Having a larger resistance value may eliminate the possible need
for an amplification circuit.
[0042] In another embodiment, one or more additional cycle(s) may
be added to sense the bias currents. For example, the controller
138 may detect the X and Y coordinates in the first and second
cycles, then detect the first and second bias currents in third and
fourth cycles. Therefore, a detection frame may have 4 or 5 total
cycles. In yet another embodiment, once two touches are detected,
the controller 138 may no longer detect the X and Y coordinates and
may only detect the first and second bias currents.
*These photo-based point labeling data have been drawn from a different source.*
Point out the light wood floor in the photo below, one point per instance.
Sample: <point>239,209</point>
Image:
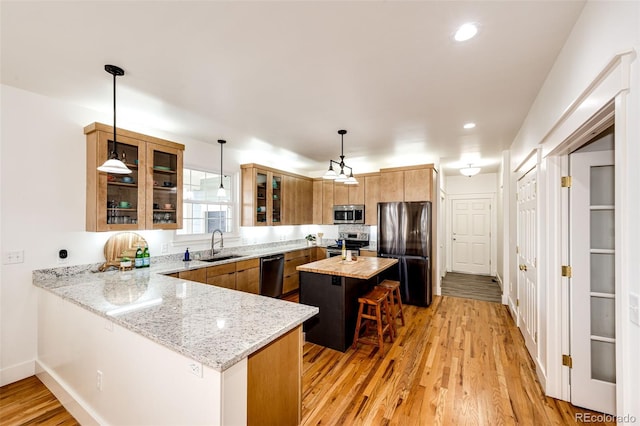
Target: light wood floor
<point>457,362</point>
<point>29,402</point>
[0043] FIG. 4 illustrates the resistive touchscreen system 100 that
senses the bias currents using one or more current meters. Here,
"current meter" generally means any electronic method for measuring
current. Current meters 180 and 182 may be implemented in an
application-specific integrated circuit (ASIC). Current meter
circuits may be separate entities or combined with circuits of
voltage sources 114 and 128, respectively. The placement of the
current meters 180 and 182 may be moved within the circuits (such
as shown with current meters 184 and 186) and the current meters
180 and 182 may be within the controller 138. The current meters
180 and 182 may detect the bias currents during the same cycle as
the controller 138 uses to detect the X and Y coordinates, or
alternatively during the third cycle or during third and fourth
cycles as discussed above with FIG. 3.
[0044] FIG. 5 illustrates a conceptual circuit diagram of a current
measuring circuit 390 as may be implemented on an ASIC. For
example, current measurement may be accomplished with a current
mirror circuit using switched capacitor load. On silicon,
transistors and capacitors are relatively easy to fabricate, while
resistors are more difficult to fabricate accurately. Switch SW3
391 and switch SW4 392 may be rapidly cycled through the sequence
of: SW3 closed, SW3 opened, SW4 closed and SW4 opened over a period
of time T. Therefore, for sufficiently last switching frequency
f=1/T, switches SW3 and SW4 391 and 392 and capacitor C 393
approximate a resistor of resistance T/C.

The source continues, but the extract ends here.